Easy. Look for the URL in the SERP. Click on it. Look at the URL in your browser. If they are different there was a redirect.
You could also
- use the Searchengineworld header checker to check for 30x redirects
- check the source of the page in the SERP (not the redirected one) for meta redirects, JS redirects and frames a.s.o.
PR in the toolbar is all white...
Sounds like a brand new website. They could have accumulated many backlinks already, and the site is performing as a PR 5- it's just that the toolbar hasn't been updated yet.
Go to dnsstuff.com and run their domain name and see how old it is.
This is common and not a big deal. It's not really a situation that they are doing anything shady. You may even see the site bounce out of there for a couple weeks.

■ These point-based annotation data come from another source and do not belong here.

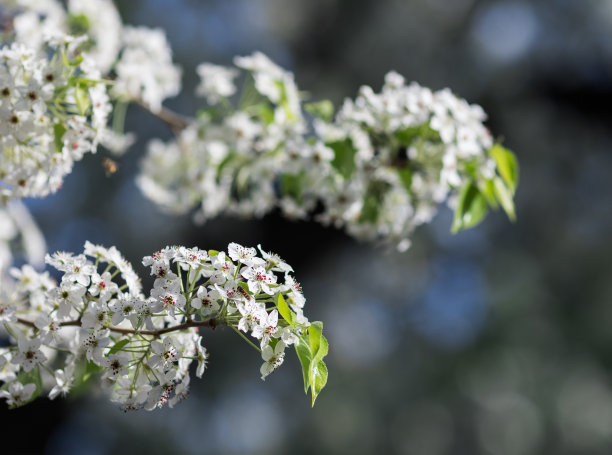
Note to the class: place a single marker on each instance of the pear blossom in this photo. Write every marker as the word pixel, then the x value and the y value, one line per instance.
pixel 17 393
pixel 29 354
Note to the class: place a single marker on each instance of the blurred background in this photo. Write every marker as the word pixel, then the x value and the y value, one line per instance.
pixel 494 341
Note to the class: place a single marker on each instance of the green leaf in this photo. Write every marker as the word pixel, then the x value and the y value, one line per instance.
pixel 291 185
pixel 407 136
pixel 265 113
pixel 30 377
pixel 488 191
pixel 344 157
pixel 82 99
pixel 471 208
pixel 507 166
pixel 78 24
pixel 318 380
pixel 118 346
pixel 303 352
pixel 315 332
pixel 311 352
pixel 504 196
pixel 322 109
pixel 317 370
pixel 284 310
pixel 405 176
pixel 58 135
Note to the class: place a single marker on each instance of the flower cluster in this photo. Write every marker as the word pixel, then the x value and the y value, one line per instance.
pixel 52 111
pixel 229 162
pixel 379 169
pixel 97 320
pixel 145 70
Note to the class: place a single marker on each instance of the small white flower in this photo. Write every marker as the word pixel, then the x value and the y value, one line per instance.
pixel 63 381
pixel 29 354
pixel 17 393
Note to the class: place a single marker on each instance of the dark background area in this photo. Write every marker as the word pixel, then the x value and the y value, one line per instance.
pixel 493 341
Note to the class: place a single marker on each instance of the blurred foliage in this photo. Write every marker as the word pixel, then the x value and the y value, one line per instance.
pixel 494 341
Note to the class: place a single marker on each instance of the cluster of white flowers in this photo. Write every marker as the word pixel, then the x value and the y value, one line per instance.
pixel 229 163
pixel 399 154
pixel 137 59
pixel 379 169
pixel 145 71
pixel 52 110
pixel 98 320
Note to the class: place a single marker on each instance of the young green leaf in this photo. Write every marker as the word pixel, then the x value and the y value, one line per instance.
pixel 504 196
pixel 507 166
pixel 318 380
pixel 119 345
pixel 471 208
pixel 58 134
pixel 315 332
pixel 303 352
pixel 82 99
pixel 322 109
pixel 284 310
pixel 344 157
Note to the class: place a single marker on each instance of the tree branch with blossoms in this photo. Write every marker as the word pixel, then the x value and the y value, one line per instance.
pixel 377 168
pixel 143 346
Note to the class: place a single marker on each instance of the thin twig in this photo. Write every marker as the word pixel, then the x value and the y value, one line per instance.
pixel 212 322
pixel 177 122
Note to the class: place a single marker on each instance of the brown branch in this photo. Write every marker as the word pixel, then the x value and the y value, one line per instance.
pixel 212 323
pixel 177 122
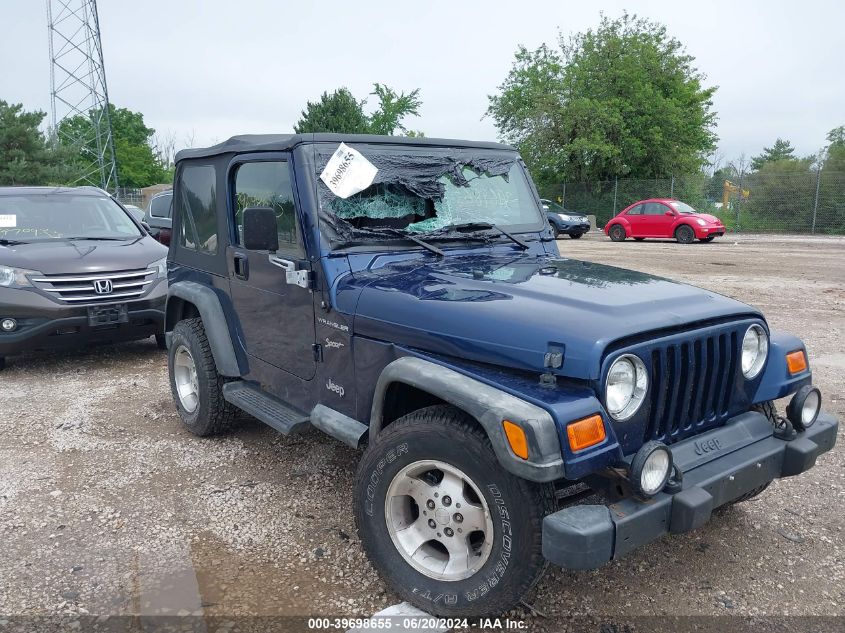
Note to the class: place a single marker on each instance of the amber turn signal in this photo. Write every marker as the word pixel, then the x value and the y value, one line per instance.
pixel 585 433
pixel 516 438
pixel 796 361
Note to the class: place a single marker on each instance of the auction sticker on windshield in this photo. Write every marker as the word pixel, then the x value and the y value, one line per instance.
pixel 348 172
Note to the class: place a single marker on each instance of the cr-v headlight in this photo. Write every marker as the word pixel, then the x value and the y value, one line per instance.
pixel 15 277
pixel 755 349
pixel 160 267
pixel 627 384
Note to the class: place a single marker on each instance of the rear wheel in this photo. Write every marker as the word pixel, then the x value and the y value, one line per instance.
pixel 196 386
pixel 617 233
pixel 448 528
pixel 684 234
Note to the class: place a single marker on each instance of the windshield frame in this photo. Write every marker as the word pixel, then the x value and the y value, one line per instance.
pixel 20 234
pixel 678 207
pixel 317 156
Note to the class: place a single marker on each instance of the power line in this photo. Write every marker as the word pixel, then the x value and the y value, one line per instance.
pixel 81 116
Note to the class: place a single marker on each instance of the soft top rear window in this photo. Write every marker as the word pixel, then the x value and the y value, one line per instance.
pixel 424 191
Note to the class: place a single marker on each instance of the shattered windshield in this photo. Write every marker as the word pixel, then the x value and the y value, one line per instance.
pixel 424 192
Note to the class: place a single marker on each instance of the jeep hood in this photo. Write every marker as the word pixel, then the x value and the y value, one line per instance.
pixel 82 256
pixel 508 310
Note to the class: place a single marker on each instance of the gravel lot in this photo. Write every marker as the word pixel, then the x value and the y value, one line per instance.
pixel 107 506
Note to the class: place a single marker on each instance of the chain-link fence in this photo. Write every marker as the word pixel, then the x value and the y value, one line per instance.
pixel 794 202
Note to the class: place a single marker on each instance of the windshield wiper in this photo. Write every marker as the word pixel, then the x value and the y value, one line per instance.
pixel 416 240
pixel 486 226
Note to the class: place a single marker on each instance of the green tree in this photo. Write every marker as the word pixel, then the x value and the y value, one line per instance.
pixel 342 113
pixel 621 100
pixel 25 156
pixel 780 151
pixel 392 109
pixel 337 112
pixel 834 157
pixel 137 163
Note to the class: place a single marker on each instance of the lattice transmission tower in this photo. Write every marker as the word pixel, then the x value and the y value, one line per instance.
pixel 79 97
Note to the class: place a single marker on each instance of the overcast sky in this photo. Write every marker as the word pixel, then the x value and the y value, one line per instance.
pixel 208 69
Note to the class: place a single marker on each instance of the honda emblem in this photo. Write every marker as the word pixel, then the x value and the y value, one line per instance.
pixel 103 286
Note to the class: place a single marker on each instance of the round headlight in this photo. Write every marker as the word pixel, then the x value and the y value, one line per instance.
pixel 627 383
pixel 755 349
pixel 651 468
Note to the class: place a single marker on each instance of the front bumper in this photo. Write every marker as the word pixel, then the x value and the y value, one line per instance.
pixel 709 231
pixel 45 324
pixel 588 536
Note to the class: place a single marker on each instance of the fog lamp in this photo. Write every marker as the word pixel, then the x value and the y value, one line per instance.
pixel 804 407
pixel 651 468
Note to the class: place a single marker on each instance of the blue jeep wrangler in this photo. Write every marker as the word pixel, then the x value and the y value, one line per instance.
pixel 517 407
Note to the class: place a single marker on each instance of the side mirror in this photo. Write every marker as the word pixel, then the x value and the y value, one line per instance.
pixel 260 232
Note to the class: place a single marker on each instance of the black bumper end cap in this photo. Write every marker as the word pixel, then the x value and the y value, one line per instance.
pixel 799 456
pixel 580 537
pixel 691 508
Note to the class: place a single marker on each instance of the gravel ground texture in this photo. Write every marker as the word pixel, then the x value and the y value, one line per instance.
pixel 108 506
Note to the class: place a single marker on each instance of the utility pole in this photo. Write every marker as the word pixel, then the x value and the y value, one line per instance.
pixel 79 98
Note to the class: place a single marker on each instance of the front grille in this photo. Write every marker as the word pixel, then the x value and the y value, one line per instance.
pixel 693 383
pixel 128 284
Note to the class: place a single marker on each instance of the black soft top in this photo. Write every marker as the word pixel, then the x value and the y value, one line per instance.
pixel 282 142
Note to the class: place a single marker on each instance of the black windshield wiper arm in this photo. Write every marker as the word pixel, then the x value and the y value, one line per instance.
pixel 416 240
pixel 486 226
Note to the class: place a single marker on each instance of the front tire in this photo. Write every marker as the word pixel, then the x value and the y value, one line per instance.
pixel 445 525
pixel 617 233
pixel 196 386
pixel 684 234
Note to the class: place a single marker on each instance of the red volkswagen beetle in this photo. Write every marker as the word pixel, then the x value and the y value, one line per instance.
pixel 664 217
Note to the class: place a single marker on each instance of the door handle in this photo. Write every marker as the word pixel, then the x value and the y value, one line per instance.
pixel 241 266
pixel 294 277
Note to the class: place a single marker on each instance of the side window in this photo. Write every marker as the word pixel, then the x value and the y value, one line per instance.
pixel 160 206
pixel 267 184
pixel 197 203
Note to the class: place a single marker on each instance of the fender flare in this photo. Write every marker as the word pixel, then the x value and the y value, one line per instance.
pixel 489 406
pixel 213 320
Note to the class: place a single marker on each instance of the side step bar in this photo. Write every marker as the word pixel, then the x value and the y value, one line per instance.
pixel 250 398
pixel 285 419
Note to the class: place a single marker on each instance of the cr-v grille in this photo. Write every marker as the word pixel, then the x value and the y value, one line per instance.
pixel 96 287
pixel 693 382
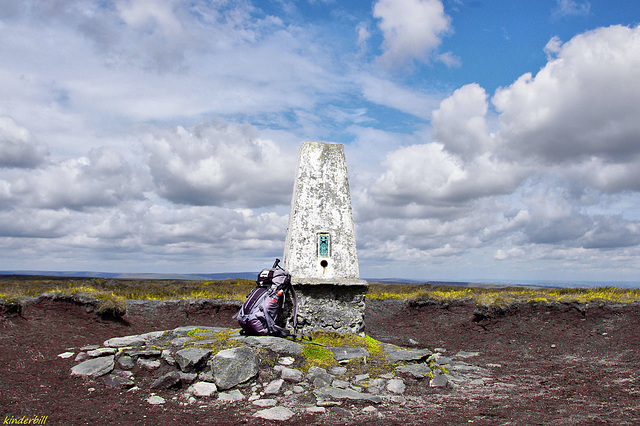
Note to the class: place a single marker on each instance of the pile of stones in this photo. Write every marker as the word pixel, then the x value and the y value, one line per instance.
pixel 270 372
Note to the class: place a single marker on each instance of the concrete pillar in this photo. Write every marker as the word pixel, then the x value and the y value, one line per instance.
pixel 320 249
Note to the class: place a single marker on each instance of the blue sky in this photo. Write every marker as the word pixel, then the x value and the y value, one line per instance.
pixel 494 140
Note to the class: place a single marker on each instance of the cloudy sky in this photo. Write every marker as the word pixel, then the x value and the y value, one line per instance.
pixel 493 140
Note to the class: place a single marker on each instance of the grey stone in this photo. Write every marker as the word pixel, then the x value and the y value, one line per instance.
pixel 145 353
pixel 149 364
pixel 268 402
pixel 338 371
pixel 335 393
pixel 291 374
pixel 81 356
pixel 187 377
pixel 206 376
pixel 101 352
pixel 416 371
pixel 286 360
pixel 231 396
pixel 361 377
pixel 276 344
pixel 94 367
pixel 202 389
pixel 341 384
pixel 341 412
pixel 465 354
pixel 234 366
pixel 191 359
pixel 410 355
pixel 275 414
pixel 342 353
pixel 89 347
pixel 167 357
pixel 396 386
pixel 117 381
pixel 273 388
pixel 126 362
pixel 121 342
pixel 165 382
pixel 439 381
pixel 155 400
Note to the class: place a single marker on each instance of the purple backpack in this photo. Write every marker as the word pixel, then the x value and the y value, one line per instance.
pixel 264 306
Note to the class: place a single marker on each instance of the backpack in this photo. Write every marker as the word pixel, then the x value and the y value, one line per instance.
pixel 264 306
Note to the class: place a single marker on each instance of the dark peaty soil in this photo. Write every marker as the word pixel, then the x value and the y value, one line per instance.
pixel 550 364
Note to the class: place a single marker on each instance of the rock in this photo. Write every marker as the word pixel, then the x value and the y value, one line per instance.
pixel 416 371
pixel 340 384
pixel 465 354
pixel 101 352
pixel 149 364
pixel 276 344
pixel 439 381
pixel 396 386
pixel 81 357
pixel 145 353
pixel 319 377
pixel 286 360
pixel 361 377
pixel 120 342
pixel 191 359
pixel 155 400
pixel 273 388
pixel 187 377
pixel 342 353
pixel 168 380
pixel 291 374
pixel 167 357
pixel 269 402
pixel 126 362
pixel 94 367
pixel 439 359
pixel 338 371
pixel 341 412
pixel 117 381
pixel 335 393
pixel 275 414
pixel 206 376
pixel 395 354
pixel 202 389
pixel 89 347
pixel 234 366
pixel 232 396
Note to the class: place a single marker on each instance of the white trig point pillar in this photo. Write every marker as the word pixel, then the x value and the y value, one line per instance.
pixel 320 249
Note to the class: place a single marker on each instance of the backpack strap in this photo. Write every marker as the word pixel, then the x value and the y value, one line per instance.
pixel 294 297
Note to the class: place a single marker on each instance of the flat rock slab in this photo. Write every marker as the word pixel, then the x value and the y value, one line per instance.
pixel 416 371
pixel 121 342
pixel 276 344
pixel 335 393
pixel 394 354
pixel 94 367
pixel 189 359
pixel 234 366
pixel 202 389
pixel 275 414
pixel 342 353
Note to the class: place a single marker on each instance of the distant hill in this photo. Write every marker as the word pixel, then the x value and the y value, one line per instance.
pixel 136 276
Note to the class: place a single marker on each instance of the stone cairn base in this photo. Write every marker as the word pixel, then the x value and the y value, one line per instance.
pixel 329 307
pixel 186 364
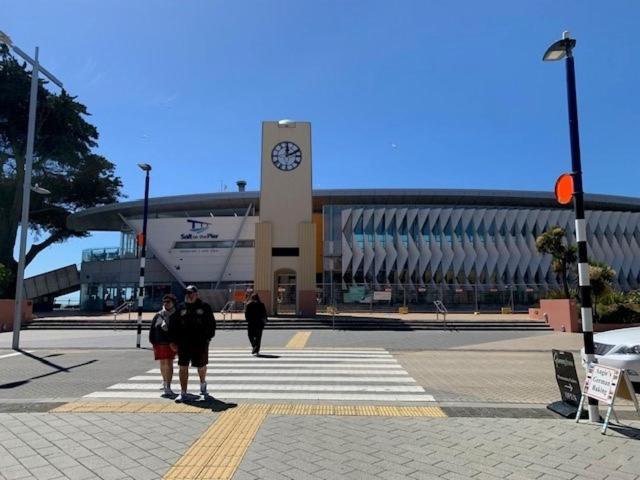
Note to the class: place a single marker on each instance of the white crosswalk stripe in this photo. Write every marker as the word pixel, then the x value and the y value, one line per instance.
pixel 327 375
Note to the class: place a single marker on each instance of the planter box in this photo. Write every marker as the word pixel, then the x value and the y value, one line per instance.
pixel 7 308
pixel 561 315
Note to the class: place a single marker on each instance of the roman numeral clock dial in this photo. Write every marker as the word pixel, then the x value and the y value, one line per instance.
pixel 286 156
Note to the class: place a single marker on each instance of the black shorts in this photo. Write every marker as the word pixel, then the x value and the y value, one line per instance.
pixel 197 355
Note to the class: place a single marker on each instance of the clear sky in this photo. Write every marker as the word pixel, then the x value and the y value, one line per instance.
pixel 415 94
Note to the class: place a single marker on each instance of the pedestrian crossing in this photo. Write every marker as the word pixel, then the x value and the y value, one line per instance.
pixel 284 375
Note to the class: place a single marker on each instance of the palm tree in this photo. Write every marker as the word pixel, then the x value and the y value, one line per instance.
pixel 554 243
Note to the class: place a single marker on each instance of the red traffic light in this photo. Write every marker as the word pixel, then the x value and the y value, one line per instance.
pixel 564 188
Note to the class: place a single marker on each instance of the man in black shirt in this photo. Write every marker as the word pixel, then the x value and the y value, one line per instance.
pixel 191 329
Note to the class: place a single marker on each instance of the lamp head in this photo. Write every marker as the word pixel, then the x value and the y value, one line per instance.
pixel 560 49
pixel 38 189
pixel 4 38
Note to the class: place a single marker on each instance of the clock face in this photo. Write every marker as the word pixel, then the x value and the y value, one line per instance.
pixel 286 156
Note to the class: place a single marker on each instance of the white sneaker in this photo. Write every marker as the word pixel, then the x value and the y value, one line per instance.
pixel 168 392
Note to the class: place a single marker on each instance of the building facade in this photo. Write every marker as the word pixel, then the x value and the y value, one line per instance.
pixel 418 244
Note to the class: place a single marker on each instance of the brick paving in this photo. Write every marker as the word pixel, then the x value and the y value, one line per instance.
pixel 419 448
pixel 83 446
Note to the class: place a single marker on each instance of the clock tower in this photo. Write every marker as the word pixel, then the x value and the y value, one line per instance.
pixel 285 233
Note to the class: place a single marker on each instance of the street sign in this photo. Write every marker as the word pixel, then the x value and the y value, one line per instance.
pixel 568 383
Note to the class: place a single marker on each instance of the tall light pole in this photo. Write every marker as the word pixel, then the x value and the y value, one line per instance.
pixel 557 51
pixel 145 167
pixel 26 185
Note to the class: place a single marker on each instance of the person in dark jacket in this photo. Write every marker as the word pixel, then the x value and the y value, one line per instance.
pixel 159 338
pixel 191 329
pixel 256 315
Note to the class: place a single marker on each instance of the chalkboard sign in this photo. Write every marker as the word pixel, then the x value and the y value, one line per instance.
pixel 568 383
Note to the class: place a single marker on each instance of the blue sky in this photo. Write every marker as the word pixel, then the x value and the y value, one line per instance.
pixel 424 94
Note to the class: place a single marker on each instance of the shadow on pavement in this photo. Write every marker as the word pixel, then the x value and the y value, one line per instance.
pixel 625 430
pixel 56 369
pixel 210 403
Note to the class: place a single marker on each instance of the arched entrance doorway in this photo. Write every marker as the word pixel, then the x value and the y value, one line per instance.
pixel 286 292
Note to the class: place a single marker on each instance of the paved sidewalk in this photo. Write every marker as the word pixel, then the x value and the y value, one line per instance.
pixel 451 448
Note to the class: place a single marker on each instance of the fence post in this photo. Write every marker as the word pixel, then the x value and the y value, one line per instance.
pixel 476 295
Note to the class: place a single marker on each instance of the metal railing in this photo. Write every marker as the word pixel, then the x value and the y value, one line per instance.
pixel 128 306
pixel 347 297
pixel 441 309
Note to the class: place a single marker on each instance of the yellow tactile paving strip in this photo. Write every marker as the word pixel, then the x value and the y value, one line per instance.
pixel 217 454
pixel 299 340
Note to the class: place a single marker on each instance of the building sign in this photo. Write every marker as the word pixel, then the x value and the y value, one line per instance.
pixel 197 230
pixel 383 296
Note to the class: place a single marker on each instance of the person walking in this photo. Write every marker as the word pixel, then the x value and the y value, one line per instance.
pixel 159 338
pixel 256 315
pixel 191 329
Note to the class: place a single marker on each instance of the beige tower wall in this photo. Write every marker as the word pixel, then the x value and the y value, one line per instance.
pixel 287 198
pixel 307 269
pixel 286 206
pixel 263 279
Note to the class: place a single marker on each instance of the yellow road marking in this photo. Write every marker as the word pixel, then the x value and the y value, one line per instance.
pixel 218 452
pixel 299 340
pixel 267 409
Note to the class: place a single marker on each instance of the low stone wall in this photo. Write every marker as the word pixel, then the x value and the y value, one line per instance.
pixel 560 314
pixel 7 308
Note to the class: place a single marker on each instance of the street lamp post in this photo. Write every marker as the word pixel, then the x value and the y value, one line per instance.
pixel 26 185
pixel 557 51
pixel 145 167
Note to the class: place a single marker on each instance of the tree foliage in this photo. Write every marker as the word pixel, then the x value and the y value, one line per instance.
pixel 554 242
pixel 64 162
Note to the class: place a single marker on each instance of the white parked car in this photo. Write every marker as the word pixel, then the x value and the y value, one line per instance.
pixel 620 349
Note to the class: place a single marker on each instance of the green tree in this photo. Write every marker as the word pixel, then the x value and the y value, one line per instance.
pixel 63 163
pixel 601 277
pixel 554 242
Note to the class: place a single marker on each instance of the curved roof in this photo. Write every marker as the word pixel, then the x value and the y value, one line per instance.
pixel 108 217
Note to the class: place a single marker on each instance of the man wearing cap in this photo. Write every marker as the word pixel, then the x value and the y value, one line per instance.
pixel 191 329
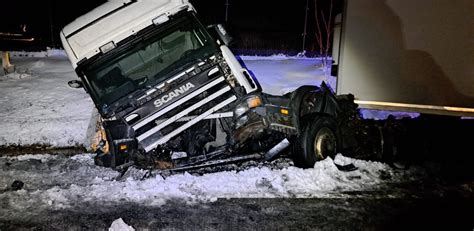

The more important thing here is that it may reveal a shortcoming in your optimization if this website can overtake you. Find your shortcoming and fix it. Otherwise once the PR and backlinks are updated you're going to find this site camping out there on a permanent basis.
I know because this is how my own brand new websites perform- they have incredible kung fu coming out of the gate. And are near untouchable once the backlinks and PR have updated.
Are they all the same content on the other sites? If not, then quite moaning about how their beating you and start going thorugh the threads to see how to improve your rank.
Ratting someone out for owning a bunch of sites that are different will get you no where.
In your case I don't think they spam, it's more likely that it's just a new site.
However, to answer your question about spam reporting:
I filed many spam reports (hidden links, noscript, frameclipping, etc) but G never penalized them.
This quote says it all:
[...]To that end, a Google employee has been
quoted as saying that rather that penalise certain spam techniques
with a ban, the algorithm may be set just to ignore the spam[...]
Taken from here [groups.google.de...]
for a seven word phrase, it ranks #1 in the SERPs with a white PR0... been there for one or two weeks, now... google reports 10200 results for the phrase (no quotes around it) and of those, only the top 9 are the exact same phrase... the others have some of the words in them... the meta keywords on my page only carries three of the words in this particular phrase...
if anyone wants to take a look, sticky me... this is not commercial or marketing related...
The way to spot the wheat from the chaff was to check the backlinks of the page in question. If it showed no backlinks it was really a pagerank zero. If it showed backlinks Google was counting it as something other than a zero (probably > PR4 which is the norm to show backlinks).
Does the site show backlinks?
seven word phrase..... 10200 results
Hi wkitty42
The phrase you mentioned - I'm assuming the 10200 results that it is topping is a 'freeform' search.
If you search with the phrase enclosed in quote marks - "seven word phrase" - how many results are there?
<add> ah.. sorry, not reading clearly today. I see it was a freeform search. </add>
example.com/articles?name=blah&id=blerg...i rank #1 in this method, too...
I do think we should expect it to be possible to get results in other ways than by getting links. Not quite as easy, and definitely not as predictable, but still possible.
Still, i think Google would be rather reluctant to give up the concept of backlinks or even decrease it's importance, as it clearly is a good and valid measure as long as the site holder does not control these links. So backlinks will probably still be the primary way to a good placement for a while.
/claus
1) has a domain name which is the keyword (a two-word keyphrase actually)
2) has one link from a government site with a high PR
That seems to be enough to push it up to no 2 in the SERP.
I'm no 1, and I have over 200 backlinks, but I'm now thinking I should change my name to something with the full keyphrase!